腕にかかる重みが僅かに増す。取り落とさないよう、注意深く抱え直した。一部の空白も空かないよう、しっかりと身を寄せる。
周り一面は地獄の景色だ。事切れた躯が虚ろに天を仰ぎ、血が海のように淀んでいる。惨たらしく、惨憺たる世界。けれど、そんなものはもう目に入らなかった。傍から見れば、きっと気が狂っているように見えるに違いない。それでもいい。盲目でも狂信でも、愛する人と一緒にいられるなら地獄の底も天国だろう。

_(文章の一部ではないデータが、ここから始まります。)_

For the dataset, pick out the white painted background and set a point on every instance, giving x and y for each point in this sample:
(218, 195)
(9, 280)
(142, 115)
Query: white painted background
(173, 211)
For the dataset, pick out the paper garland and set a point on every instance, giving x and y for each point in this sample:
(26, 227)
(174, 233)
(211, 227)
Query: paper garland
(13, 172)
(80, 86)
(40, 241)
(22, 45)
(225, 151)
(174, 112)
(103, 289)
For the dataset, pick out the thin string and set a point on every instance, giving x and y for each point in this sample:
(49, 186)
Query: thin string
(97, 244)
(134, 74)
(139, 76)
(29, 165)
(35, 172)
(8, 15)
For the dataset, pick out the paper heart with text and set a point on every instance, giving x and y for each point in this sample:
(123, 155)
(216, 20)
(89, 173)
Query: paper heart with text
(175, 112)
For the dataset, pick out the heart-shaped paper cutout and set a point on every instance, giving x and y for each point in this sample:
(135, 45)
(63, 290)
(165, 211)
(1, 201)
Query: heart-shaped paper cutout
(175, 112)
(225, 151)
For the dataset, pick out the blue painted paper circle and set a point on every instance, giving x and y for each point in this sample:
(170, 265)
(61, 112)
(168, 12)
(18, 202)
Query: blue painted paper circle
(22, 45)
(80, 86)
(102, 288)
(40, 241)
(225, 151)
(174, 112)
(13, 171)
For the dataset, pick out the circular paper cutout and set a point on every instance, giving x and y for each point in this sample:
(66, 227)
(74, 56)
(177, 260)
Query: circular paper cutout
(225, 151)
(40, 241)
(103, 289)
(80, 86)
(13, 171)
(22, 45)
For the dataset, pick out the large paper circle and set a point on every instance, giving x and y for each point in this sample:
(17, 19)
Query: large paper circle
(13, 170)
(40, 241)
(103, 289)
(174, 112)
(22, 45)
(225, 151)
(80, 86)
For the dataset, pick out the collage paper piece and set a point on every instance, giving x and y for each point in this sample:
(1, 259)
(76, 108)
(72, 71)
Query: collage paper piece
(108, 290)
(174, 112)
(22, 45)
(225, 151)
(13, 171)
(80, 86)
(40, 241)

目に映る世界は、彼がいればただ美しい。

「愛している、イノリ」
「私もです、扉間様だけを愛しています。もう二度と、離さないでくださいね。ずっと愛していてくださいね」
「共に逝こう。今度こそ、永遠に一緒だ」

なんて甘美な響きだろう。もう間も無く、世界は途絶える。彼がいない世界など太陽も月も落ちた終末に相違ない。それでも、永遠に私は貴方と共にあるのだから。もう私達を遮るものは、枷は何も無い。私と貴方だけ、たった二人だけの世界。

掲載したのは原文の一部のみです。